Optimized for Replicate AI deployment, this model delivers fast inference times and production-ready results.

Examples

Check the Examples tab for before-and-after comparisons, including:

  • Portrait restoration with fine facial details

  • Landscape upscaling with enhanced textures

  • Text clarity improvement for scanned documents

How to run

Run on ReplicateUpload or assign your input image under the image parameter to get a high-resolution output.

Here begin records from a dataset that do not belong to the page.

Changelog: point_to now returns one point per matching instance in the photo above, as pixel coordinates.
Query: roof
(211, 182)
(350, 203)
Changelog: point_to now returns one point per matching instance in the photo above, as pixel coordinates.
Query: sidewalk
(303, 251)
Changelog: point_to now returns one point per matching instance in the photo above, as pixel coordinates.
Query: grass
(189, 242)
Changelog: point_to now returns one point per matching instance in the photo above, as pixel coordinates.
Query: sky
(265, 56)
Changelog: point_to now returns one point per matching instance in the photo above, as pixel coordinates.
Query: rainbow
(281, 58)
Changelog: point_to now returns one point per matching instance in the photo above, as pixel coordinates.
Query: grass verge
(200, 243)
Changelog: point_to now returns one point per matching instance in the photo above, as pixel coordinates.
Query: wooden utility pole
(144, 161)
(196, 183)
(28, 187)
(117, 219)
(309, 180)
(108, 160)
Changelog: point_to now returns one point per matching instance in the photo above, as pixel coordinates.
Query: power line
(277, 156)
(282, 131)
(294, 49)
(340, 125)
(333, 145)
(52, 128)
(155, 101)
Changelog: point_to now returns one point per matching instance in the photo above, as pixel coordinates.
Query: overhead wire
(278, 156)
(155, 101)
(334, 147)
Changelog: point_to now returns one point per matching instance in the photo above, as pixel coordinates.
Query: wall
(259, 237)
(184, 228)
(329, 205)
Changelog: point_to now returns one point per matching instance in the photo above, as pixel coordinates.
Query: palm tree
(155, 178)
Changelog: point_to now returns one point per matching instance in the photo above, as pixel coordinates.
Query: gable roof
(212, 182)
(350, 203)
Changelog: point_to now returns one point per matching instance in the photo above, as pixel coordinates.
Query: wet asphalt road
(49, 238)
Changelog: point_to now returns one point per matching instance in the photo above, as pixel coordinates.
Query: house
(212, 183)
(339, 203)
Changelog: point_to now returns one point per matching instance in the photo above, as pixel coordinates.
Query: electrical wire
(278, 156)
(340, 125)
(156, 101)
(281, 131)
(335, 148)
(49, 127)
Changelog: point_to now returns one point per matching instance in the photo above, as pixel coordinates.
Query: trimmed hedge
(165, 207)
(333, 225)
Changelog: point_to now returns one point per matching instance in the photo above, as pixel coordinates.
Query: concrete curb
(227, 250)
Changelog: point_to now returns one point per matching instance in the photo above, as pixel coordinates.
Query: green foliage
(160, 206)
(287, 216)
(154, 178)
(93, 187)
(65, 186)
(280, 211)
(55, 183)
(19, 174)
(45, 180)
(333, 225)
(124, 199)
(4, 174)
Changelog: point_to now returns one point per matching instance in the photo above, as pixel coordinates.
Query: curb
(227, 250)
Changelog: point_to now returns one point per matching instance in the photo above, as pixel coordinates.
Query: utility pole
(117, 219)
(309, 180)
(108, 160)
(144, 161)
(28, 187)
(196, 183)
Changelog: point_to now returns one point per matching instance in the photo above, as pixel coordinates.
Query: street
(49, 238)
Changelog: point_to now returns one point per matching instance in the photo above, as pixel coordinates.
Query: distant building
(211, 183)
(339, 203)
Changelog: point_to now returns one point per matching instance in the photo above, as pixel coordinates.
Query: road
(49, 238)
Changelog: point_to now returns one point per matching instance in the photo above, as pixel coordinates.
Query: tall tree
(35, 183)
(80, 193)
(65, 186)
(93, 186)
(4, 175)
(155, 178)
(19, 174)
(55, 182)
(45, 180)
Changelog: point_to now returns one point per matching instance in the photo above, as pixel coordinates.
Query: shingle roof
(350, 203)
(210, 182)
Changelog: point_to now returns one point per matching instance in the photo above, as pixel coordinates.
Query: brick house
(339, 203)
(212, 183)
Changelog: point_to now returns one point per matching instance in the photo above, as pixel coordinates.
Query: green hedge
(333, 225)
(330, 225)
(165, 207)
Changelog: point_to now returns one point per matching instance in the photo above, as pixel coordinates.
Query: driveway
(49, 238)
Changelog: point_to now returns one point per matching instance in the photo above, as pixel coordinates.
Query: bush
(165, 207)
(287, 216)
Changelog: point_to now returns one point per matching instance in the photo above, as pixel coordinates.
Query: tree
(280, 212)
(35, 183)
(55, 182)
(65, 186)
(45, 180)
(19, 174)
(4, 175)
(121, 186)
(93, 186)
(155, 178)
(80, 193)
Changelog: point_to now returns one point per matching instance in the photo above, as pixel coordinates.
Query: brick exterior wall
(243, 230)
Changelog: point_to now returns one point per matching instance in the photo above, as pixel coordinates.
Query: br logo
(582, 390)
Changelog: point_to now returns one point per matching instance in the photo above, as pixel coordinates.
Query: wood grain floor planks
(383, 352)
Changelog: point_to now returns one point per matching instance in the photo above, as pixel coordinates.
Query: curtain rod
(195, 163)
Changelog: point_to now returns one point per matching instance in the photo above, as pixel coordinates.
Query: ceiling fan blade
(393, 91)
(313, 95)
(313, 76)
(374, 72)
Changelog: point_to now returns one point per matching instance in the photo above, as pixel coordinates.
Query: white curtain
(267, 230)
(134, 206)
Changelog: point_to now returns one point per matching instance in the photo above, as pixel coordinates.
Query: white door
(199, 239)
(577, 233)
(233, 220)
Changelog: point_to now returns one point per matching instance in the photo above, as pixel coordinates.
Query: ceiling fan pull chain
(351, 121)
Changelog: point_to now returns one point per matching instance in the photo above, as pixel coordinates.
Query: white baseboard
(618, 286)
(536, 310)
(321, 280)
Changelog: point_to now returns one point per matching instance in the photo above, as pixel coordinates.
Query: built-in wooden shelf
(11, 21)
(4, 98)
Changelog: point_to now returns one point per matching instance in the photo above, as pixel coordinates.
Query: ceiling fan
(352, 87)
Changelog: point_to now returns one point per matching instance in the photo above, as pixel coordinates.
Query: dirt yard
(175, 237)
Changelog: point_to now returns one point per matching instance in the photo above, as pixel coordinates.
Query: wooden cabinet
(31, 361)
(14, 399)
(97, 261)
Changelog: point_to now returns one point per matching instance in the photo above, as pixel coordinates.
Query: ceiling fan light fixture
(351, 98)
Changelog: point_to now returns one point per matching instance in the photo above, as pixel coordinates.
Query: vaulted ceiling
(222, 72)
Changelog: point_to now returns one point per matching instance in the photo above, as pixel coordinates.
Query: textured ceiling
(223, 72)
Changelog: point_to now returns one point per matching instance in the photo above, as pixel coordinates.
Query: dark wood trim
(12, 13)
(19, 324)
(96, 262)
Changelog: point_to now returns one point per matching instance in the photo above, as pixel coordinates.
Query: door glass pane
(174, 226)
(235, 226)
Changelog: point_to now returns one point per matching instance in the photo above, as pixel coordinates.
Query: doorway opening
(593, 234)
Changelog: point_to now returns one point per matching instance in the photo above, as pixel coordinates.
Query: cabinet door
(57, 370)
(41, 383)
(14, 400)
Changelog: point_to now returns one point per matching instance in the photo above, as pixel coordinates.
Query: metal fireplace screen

The model will output an enhanced image with improved sharpness, detail, and color accuracy.

Config options (via cog.yaml) include:

  • Output resolution scale factor

  • Image quality and compression settings

  • Inference performance tweaks

Licensing & Commercial Use

This project is released under the MIT License.You are free to use, modify, and distribute it for both personal and commercial purposes.